Process technology reported sales growth of 9% from £253.9 million to £276.1 million. Operating profit grew by 25% from £21.7 million to £27.2 million and operating margins increased from 8.5% to 9.9%. All five companies grew sales, profits and margins. The impact of exchange rates was absorbed, with sales, at constant currencies, increasing by 15% and operating profit by 44%. The supplier issues experienced in the second quarter did not impede shipments in the second half. Bolt-on acquisitions for Particle Measuring Systems, Brüel & Kjær Sound & Vibration and Malvern contributed £10.5 million of sales. Innovation featured strongly, typified by a new environmental acoustics analyser from Brüel & Kjær Sound & Vibration and a new range of X-ray analysers from PANalytical making specific inroads in the minerals and materials market. The pharmaceuticals and materials research markets, such as nanomaterials, continue to be potential growth areas for PANalytical, Malvern and Particle Measuring Systems.
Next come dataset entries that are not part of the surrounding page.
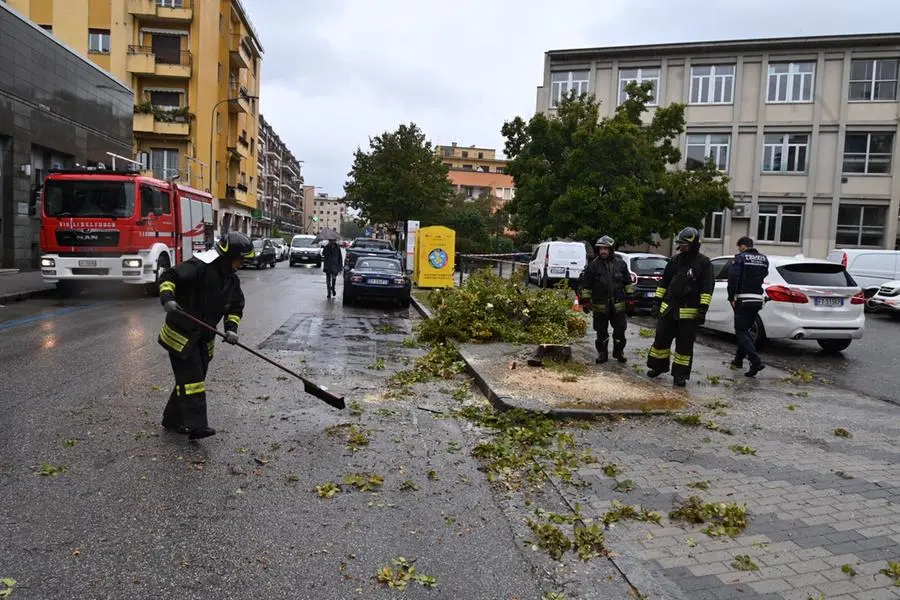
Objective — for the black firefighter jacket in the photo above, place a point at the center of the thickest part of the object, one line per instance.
(207, 291)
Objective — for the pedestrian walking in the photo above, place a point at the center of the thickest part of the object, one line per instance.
(746, 274)
(332, 264)
(681, 302)
(206, 287)
(605, 284)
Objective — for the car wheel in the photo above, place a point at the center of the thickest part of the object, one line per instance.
(832, 346)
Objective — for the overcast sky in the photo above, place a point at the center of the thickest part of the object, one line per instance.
(338, 71)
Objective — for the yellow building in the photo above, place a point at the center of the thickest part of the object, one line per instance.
(194, 67)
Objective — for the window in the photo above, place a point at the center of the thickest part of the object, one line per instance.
(860, 225)
(562, 83)
(714, 225)
(868, 153)
(701, 147)
(98, 41)
(872, 80)
(780, 223)
(785, 153)
(712, 85)
(791, 82)
(638, 76)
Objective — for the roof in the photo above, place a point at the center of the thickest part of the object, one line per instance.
(741, 45)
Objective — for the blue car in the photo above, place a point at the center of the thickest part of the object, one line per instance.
(379, 278)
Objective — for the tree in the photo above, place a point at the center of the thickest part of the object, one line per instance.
(582, 177)
(399, 179)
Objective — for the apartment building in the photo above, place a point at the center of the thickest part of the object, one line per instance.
(194, 69)
(477, 171)
(279, 195)
(805, 128)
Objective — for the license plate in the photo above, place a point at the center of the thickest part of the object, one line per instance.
(829, 301)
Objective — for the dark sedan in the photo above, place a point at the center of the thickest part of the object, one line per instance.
(377, 277)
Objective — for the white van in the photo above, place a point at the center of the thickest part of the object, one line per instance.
(869, 268)
(552, 262)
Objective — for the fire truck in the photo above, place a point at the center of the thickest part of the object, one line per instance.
(102, 225)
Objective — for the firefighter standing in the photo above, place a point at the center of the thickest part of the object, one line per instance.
(605, 284)
(682, 299)
(746, 274)
(207, 288)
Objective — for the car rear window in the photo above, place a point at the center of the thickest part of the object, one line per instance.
(648, 265)
(823, 274)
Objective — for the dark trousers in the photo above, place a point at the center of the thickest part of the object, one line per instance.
(744, 317)
(602, 322)
(187, 402)
(684, 332)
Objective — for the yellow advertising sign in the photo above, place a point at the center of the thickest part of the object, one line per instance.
(434, 261)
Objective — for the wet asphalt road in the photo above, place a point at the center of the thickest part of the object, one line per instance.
(141, 513)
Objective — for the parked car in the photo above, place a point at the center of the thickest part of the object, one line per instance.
(377, 277)
(304, 250)
(869, 268)
(552, 262)
(265, 255)
(806, 299)
(281, 249)
(646, 272)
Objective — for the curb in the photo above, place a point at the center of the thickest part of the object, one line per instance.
(507, 403)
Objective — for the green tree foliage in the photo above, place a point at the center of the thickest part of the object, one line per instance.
(399, 178)
(579, 176)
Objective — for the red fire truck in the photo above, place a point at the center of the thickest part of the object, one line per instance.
(101, 225)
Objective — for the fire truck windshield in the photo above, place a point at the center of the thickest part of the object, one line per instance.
(82, 198)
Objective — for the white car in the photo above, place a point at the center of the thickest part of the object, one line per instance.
(806, 299)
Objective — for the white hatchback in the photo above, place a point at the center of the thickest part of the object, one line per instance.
(806, 299)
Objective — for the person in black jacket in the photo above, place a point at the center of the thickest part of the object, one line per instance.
(332, 264)
(604, 286)
(746, 274)
(682, 300)
(206, 287)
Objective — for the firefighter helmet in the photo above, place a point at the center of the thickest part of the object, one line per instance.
(605, 242)
(234, 245)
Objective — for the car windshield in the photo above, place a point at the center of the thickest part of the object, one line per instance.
(648, 264)
(821, 274)
(368, 264)
(80, 198)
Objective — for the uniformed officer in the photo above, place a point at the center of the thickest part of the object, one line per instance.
(605, 284)
(746, 274)
(206, 287)
(682, 300)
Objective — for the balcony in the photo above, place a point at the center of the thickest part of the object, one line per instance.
(142, 61)
(162, 10)
(157, 121)
(240, 56)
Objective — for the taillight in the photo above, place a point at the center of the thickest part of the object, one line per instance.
(779, 293)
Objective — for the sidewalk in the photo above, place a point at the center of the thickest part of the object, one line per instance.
(18, 286)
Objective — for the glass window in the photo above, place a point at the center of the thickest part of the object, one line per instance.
(791, 82)
(563, 83)
(780, 223)
(713, 84)
(874, 79)
(639, 76)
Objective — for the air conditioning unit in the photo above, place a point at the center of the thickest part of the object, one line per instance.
(741, 210)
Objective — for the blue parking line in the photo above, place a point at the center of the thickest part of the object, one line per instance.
(57, 313)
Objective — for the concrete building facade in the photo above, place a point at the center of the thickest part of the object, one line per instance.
(57, 110)
(194, 67)
(806, 129)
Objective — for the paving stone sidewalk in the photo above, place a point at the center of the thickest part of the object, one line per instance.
(815, 501)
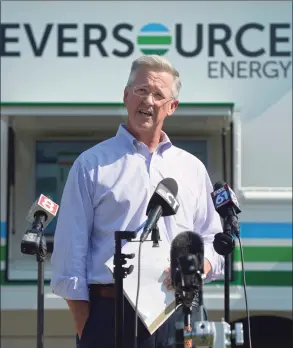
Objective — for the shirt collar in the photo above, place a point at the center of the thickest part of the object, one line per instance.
(165, 142)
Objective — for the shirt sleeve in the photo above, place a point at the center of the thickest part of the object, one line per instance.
(208, 223)
(71, 240)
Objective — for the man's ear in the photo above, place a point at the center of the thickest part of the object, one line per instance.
(173, 107)
(125, 96)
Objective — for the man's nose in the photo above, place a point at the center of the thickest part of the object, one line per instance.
(149, 99)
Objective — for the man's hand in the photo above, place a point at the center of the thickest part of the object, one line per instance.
(80, 312)
(207, 267)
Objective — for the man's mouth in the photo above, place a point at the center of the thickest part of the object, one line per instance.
(145, 112)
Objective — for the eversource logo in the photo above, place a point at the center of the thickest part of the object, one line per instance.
(154, 38)
(248, 50)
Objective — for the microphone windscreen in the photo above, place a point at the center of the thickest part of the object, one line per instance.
(219, 184)
(171, 185)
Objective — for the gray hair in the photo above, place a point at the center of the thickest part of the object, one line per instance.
(155, 63)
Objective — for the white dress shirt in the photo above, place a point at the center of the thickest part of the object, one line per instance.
(108, 189)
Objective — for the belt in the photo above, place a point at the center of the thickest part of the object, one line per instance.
(102, 290)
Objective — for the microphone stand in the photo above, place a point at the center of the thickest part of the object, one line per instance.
(41, 256)
(227, 270)
(119, 273)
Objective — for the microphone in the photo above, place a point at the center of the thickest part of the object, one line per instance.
(187, 268)
(40, 215)
(162, 203)
(227, 206)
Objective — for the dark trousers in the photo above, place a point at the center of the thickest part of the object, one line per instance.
(99, 331)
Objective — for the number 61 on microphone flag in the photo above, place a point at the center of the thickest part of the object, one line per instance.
(46, 205)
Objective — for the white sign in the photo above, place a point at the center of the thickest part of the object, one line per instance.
(81, 51)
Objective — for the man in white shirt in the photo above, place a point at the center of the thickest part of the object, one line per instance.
(108, 189)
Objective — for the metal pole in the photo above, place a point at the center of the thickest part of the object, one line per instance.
(119, 298)
(227, 266)
(40, 322)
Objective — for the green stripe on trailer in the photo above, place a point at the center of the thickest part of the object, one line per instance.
(264, 254)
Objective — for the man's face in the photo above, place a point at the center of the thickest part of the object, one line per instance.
(149, 100)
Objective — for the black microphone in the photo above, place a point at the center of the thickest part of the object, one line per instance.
(227, 206)
(187, 268)
(162, 203)
(40, 215)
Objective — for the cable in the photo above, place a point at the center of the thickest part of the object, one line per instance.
(245, 293)
(137, 296)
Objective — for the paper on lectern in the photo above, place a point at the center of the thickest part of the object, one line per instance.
(155, 303)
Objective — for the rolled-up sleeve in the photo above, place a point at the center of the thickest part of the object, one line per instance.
(208, 223)
(71, 240)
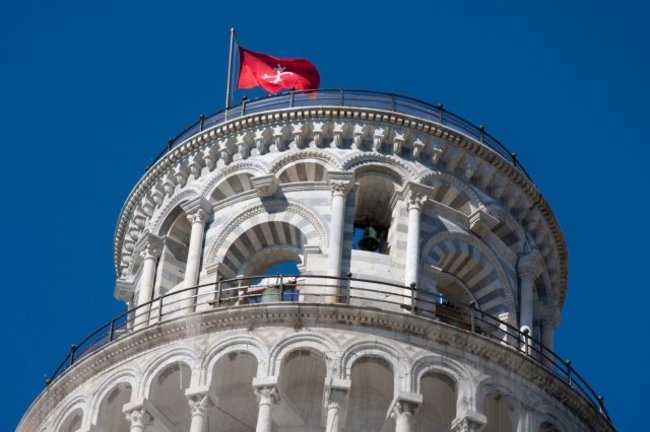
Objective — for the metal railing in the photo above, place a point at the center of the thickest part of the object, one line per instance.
(348, 98)
(316, 289)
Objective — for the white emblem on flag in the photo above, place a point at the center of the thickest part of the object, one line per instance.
(279, 73)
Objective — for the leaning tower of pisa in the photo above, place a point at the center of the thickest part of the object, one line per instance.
(329, 261)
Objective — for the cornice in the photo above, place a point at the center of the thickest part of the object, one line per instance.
(422, 137)
(394, 325)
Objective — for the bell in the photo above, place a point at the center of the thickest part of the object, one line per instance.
(369, 240)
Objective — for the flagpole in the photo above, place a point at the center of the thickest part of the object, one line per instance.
(231, 55)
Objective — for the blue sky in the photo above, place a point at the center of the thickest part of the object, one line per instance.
(91, 90)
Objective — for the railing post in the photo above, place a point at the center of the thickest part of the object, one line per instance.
(218, 301)
(601, 405)
(73, 348)
(413, 290)
(244, 100)
(111, 330)
(471, 317)
(347, 296)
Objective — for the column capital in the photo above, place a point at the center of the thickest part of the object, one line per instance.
(481, 221)
(340, 182)
(406, 404)
(200, 403)
(149, 245)
(531, 264)
(138, 416)
(199, 208)
(265, 185)
(415, 195)
(265, 389)
(471, 422)
(336, 392)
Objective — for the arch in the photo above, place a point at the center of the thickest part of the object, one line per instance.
(248, 344)
(157, 221)
(232, 185)
(451, 192)
(435, 363)
(392, 163)
(303, 171)
(372, 392)
(473, 263)
(174, 356)
(547, 413)
(77, 406)
(325, 159)
(313, 342)
(109, 413)
(126, 376)
(282, 211)
(356, 349)
(248, 166)
(489, 386)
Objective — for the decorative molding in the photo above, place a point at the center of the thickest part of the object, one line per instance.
(269, 206)
(321, 119)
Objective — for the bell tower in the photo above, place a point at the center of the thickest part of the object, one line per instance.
(331, 261)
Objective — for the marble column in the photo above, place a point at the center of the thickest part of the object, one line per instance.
(340, 184)
(267, 396)
(337, 393)
(404, 414)
(414, 203)
(200, 406)
(150, 247)
(138, 419)
(198, 212)
(528, 268)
2005 will benefit from actions taken in 2004 to improve margins and operational gearing will continue to be a factor. Material cost increases are expected to have only a marginal effect. In addition, management has already taken further actions in the European operations to reduce operating costs and, as a consequence, to improve the level of natural hedging. HBM, for example, is moving standard load cell production to its facility in China and Servomex will start final assembly there. Further sales coverage in Asia is another major factor, as is the healthy pipeline of new products and applications. Management actions to improve the product mix will provide further margin support. A continued focus on cash generation and new treasury processes will help to improve return on net operating assets as well as reducing interest costs.
In summary, the key priorities going forward are to maintain organic sales growth momentum, deliver high levels of cash and build on existing margin improvement trends in 2005 and beyond.